What's the right way to do multiple subscriptions to the same collection?

Let’s say I have a blog app, and in the collection it has “title”, “body”, “pic”, “summary”.

On the main page I want to have it show just the “title” and “summary”, and then when you click on one you want to read it shows “title”, “body”, and “pic”.

I obviously only need to publish parts of the blog post depending on the view, and that would benefit performance I’m guessing.

But this doesn’t work as I would expect:

    Meteor.publish('postList', function() {
        return Posts.find({}, {fields: {"title":1, "summary":1}})
    })
Meteor.publish('postDetail', function() {
        return Posts.find({}, {fields: {"summary":0}})
    })

My post list still seems to have access to the “body” and “pic” when I just want it to get the “title” and “summary”. Now obviously it’s because on my post list template I still have {{body}}, and I could delete that, but it still means it’s being published and accessible even when I don’t subscribe to it.

So is it working correct and I’m just using it wrong or do I have something wrong with how I’m doing publications and subscriptions?

If you want the postDetail data to go away, you need to stop the postDetail subscription. Did you do that?

Hey @erikbigelow this might be an issue with how you are reasoning about the projection which is the fields : {title: 1} section.

in the mongodb docs it explains the projection concept a bit more;
http://docs.mongodb.org/manual/tutorial/project-fields-from-query-results/

What is happening when you subscribe to postList it is returning with an inclusion projection which will include ONLY title and summary (& _id, but that is usually included by default).

However when you then also subscribe to postDetail you are then doing a suppression projection, this essentially sets it to only hide summary but SEND all other fields, so that is why you are getting ‘title’ and all other fields on the Posts documents, all expect summary.

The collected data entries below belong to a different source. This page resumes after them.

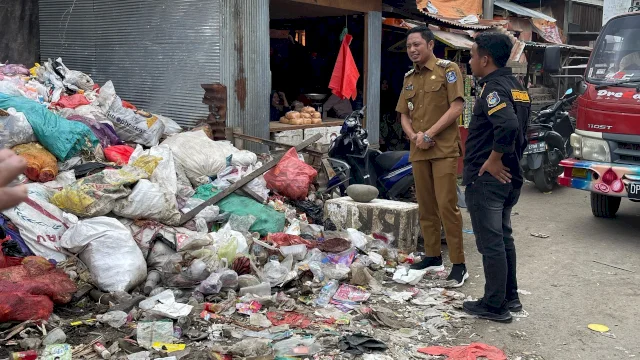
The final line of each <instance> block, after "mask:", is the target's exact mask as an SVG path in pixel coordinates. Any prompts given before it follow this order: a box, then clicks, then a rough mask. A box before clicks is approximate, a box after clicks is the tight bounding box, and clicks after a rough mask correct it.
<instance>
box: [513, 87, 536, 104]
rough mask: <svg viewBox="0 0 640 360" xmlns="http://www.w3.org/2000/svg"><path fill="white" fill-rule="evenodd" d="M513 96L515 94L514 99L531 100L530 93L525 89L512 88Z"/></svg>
mask: <svg viewBox="0 0 640 360" xmlns="http://www.w3.org/2000/svg"><path fill="white" fill-rule="evenodd" d="M511 96H513V101H520V102H531V100H530V99H529V93H528V92H526V91H524V90H516V89H512V90H511Z"/></svg>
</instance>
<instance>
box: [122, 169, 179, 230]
mask: <svg viewBox="0 0 640 360" xmlns="http://www.w3.org/2000/svg"><path fill="white" fill-rule="evenodd" d="M113 213H114V214H116V215H118V216H122V217H125V218H128V219H134V220H138V219H149V220H155V221H158V222H160V223H163V224H167V225H170V226H177V225H179V224H180V217H181V214H180V211H178V207H177V204H176V198H175V194H172V193H171V192H169V191H168V190H167V189H165V188H164V187H162V186H160V185H159V184H154V183H152V182H151V181H149V180H146V179H140V180H139V181H138V183H137V184H136V185H135V186H134V187H133V190H132V191H131V194H130V195H129V196H128V197H126V198H124V199H119V200H117V201H116V202H115V206H114V207H113Z"/></svg>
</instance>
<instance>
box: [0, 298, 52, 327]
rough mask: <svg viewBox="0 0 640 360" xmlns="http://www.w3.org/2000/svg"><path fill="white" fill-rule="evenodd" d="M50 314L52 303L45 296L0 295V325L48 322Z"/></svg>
mask: <svg viewBox="0 0 640 360" xmlns="http://www.w3.org/2000/svg"><path fill="white" fill-rule="evenodd" d="M51 313H53V302H51V299H49V298H48V297H46V296H43V295H30V294H27V293H23V292H15V293H0V323H3V322H7V321H27V320H48V319H49V317H50V316H51Z"/></svg>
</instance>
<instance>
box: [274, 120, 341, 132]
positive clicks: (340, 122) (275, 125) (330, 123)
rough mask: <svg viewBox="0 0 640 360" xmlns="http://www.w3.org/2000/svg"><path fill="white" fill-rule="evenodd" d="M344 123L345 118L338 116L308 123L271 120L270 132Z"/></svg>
mask: <svg viewBox="0 0 640 360" xmlns="http://www.w3.org/2000/svg"><path fill="white" fill-rule="evenodd" d="M343 123H344V120H341V119H336V118H326V119H325V120H323V121H322V123H321V124H307V125H290V124H283V123H281V122H279V121H271V122H269V132H280V131H287V130H300V129H312V128H319V127H330V126H342V124H343Z"/></svg>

I am not sure how Meteor reasons about conflicting projections (that could be an issue if you are accidentally subscribing to both at once), but a better approach from my experience is always to be explicit about what you want (good habit as it saves you data on the wire and forces you to think about what you want to send every time).

This means only using inclusion projections, and would change your publications to:
Meteor.publish('postList', function() { return Posts.find({}, {fields: {"title":1, "summary":1}}) }) Meteor.publish('postDetail', function() { return Posts.find({}, {fields: {"title":1, "body": 1, "pic": 1}}) })
This way summary will NOT show when postDetail is being subscribed to.

Another note that mongo (as per the docs linked above) does not let you put inclusion and suppression projections in the same query.

Summary

  • Projection: Definition of what fields to return in the query, and can be one of two types;
  • Inclusion: A projection that defines the ONLY fields to return.
  • Suppression: A projection that defines the only fields NOT to return.
  • You cannot combine inclusion and exclusion semantics in a single projection with the exception of the _id field.
2 Likes

This is great info and thanks for the link! I think I understand it now.